Step the third (this is crucial): At some later point in the conversation, refer to the cat by an incorrect gender.
Step the fourth: Wait. No one – no one – will let this minor, harmless error go. Every living, breathing person on this planet will immediately respond with “Actually, [s]he’s a boy/girl.” Everyone will say this. It does not matter if they are not the sort of person ordinarily given over to correcting others in conversation, or if they are particularly fond of their particular cat, or if they are the most gender-neutral, open-minded pansexual who ever went by “xie/xirr.”
They will tell you that you have misgendered their cat, even though cats do not appear to have visible genitals in the first place, and in all likelihood their cat was neutered years ago. Most likely their cat has never once engaged in the act of copulation. Their cat does not wear clothes or feel defined by societal gender roles. For all practical purposes, their cat has no gender. The gender of a cat is one of the least important things in the world. If this cat were to somehow transform, Tiresias-like, from male to female in the next instant, it is highly likely that nothing about its (or its owner’s) life would change a jot. And yet people cannot resist from adhering to a course of strict and constant accuracy when it comes to the gender of a cat. It is inexplicable.
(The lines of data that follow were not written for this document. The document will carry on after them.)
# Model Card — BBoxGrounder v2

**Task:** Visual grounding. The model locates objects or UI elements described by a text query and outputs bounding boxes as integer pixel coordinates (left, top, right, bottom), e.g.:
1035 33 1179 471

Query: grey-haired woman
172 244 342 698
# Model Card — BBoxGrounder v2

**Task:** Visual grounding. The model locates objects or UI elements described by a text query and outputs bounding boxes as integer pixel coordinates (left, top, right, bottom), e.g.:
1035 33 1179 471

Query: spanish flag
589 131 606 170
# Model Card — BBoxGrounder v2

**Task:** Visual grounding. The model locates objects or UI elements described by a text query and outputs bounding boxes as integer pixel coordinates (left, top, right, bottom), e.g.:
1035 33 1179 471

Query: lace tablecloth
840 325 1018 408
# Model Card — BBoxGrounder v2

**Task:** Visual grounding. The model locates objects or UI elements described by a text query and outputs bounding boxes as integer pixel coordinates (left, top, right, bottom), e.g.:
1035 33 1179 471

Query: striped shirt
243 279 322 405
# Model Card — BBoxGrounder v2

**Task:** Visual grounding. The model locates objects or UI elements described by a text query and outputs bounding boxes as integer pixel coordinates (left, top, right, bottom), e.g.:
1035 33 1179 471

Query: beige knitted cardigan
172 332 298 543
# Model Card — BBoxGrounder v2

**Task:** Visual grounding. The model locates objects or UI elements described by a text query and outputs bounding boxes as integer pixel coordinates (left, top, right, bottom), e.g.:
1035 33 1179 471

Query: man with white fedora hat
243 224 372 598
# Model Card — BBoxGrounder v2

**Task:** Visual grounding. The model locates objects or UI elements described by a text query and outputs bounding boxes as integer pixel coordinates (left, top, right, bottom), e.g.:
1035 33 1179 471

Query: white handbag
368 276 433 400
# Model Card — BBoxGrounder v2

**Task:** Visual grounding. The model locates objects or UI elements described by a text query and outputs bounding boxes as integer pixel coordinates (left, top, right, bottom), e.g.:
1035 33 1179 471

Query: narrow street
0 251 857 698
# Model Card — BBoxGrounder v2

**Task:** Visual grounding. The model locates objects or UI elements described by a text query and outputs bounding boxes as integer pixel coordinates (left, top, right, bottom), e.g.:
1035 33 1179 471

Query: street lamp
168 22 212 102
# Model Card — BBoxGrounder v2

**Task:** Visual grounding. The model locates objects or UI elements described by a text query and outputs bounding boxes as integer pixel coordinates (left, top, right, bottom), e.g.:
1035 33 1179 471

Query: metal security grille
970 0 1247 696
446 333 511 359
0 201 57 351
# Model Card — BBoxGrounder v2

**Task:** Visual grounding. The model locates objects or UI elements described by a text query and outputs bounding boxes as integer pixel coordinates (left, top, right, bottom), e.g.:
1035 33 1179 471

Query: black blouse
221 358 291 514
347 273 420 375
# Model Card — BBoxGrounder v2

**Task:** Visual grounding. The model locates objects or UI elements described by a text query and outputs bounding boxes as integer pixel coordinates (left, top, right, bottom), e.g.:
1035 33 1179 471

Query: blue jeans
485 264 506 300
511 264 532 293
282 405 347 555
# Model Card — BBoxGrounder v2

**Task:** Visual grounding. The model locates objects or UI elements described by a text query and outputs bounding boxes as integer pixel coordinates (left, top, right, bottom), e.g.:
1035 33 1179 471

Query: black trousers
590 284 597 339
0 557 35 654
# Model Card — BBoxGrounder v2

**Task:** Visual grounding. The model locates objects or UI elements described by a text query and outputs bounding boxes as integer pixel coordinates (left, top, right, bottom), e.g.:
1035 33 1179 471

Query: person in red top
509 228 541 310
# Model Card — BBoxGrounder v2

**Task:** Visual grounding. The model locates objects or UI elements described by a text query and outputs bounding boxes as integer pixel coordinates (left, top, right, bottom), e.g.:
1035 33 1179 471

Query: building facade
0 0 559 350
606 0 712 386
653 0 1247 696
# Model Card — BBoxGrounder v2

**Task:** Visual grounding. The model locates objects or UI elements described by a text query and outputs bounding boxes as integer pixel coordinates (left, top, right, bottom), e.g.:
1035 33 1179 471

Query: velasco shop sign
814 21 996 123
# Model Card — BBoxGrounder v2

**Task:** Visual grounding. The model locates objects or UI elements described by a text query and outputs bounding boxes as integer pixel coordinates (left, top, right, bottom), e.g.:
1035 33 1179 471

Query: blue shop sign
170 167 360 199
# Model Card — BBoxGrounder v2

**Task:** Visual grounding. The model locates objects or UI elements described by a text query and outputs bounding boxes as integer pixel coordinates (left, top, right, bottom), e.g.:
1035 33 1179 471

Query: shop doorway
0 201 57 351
Misgender a fish or a bird and it is likely you will hear nothing. No one can misgender a dog; female dogs have those unsettling little nipple-pellets running along the length of their midsections and science has not yet found a way to make dog penises invisible. But misgender a cat and you will never have a moment’s peace til your error is corrected.
I do not pretend to know why this is. I do not know what good it will do you to know this. But it is true, and perhaps that is enough.